Der Umstand aber bleibt bemerkenswert, dass sich darüber nicht reden lässt, oder nicht einfach so reden lässt oder zumindest nicht in einem auf Repräsentation ausgerichteten Kontext, wie es eine öffentliche Diskussionsrunde ist. Die allermeisten Menschen sind in ihrem beruflichen Alltag in institutionelle Strukturen eingebunden und damit der Frage ausgesetzt, wie sie ihren Handlungsspielraum darin konzipieren. Das Lamentieren über die einschränkenden oder gar entmündigenden Mechanismen, die einem durch die rahmenden Gerüste übergestülpt würden, ist fast schon ein Volkssport. Dieser seinerseits ist bereits seit einigen Jahrzehnten in bester theoretischer Gesellschaft: Institutionskritische Debatten werden insbesondere in der Kunst seit längerer Zeit intensiv geführt und haben sich paradoxerweise sowohl als künstlerische Strategie wie auch als Diskursfeld etabliert. So bleibt zu fragen, warum sich trotz dieses umfassenden thematischen Felds in unserer Diskussion niemand richtig exponieren wollte. Ist es ein Zeichen von fehlendem politischen Bewusstsein, der Mutlosigkeit geschuldet, Ausdruck von Gleichgültigkeit oder Hoffnungslosigkeit? Ist das Thema uninteressant, zu wenig geeignet für die eigene Profilierung, oder fehlt die nötige Reflexion, um just zwischen Lamentieren und Theoretisieren einen gangbaren Weg im Alltag zu gestalten, zu beschreiben und auch zu vertreten?

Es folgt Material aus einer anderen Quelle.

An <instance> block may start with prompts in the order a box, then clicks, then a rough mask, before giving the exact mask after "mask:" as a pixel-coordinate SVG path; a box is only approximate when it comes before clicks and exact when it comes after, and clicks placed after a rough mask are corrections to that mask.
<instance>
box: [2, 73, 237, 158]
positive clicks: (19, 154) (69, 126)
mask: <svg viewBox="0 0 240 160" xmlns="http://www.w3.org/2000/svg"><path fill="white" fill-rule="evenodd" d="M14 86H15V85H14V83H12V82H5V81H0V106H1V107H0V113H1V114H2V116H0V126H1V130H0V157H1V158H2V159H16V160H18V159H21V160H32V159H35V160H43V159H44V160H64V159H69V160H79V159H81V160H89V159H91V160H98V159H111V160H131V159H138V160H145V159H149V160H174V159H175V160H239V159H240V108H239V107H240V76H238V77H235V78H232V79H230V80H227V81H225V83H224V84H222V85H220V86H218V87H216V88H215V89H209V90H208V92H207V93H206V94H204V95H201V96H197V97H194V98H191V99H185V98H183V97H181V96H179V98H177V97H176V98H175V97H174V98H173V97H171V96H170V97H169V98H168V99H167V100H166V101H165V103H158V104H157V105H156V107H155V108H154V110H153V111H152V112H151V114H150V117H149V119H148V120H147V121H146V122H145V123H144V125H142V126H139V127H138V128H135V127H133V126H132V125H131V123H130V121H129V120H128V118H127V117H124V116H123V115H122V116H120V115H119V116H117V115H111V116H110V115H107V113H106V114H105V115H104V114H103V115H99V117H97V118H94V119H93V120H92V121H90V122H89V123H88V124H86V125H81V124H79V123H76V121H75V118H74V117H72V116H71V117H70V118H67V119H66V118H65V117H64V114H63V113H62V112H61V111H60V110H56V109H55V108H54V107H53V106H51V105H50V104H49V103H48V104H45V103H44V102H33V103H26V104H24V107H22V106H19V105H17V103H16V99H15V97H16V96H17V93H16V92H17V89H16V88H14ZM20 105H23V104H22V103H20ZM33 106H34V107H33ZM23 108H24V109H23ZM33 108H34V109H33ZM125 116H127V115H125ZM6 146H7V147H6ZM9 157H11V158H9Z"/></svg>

Alle Erklärungen sind ärgerlich. Und die unzufriedenstellende Diskussionsrunde war uns Anlass, diese Kolumne zu starten. Sie sucht und versammelt offene Worte über aktuelles Handeln in Institutionen, nötigenfalls auch anonym. Wir wollen über Schlupflöcher innerhalb verwalterischer Kontrolle berichten, über strukturelle Irrläufe, über selbstbestimmte Strategien der Besetzung von Infrastruktur, über schwere Entscheidungen, über gute und schlechte Gründe für heimliche und unheimliche Allianzen oder auch über Rechtfertigungsstrategien angesichts eingegangener Kompromisse. Kurz: über individuelle Erfahrungen und Taktiken im Umgang mit strukturellen Rahmungen unterschiedlicher Ordnung.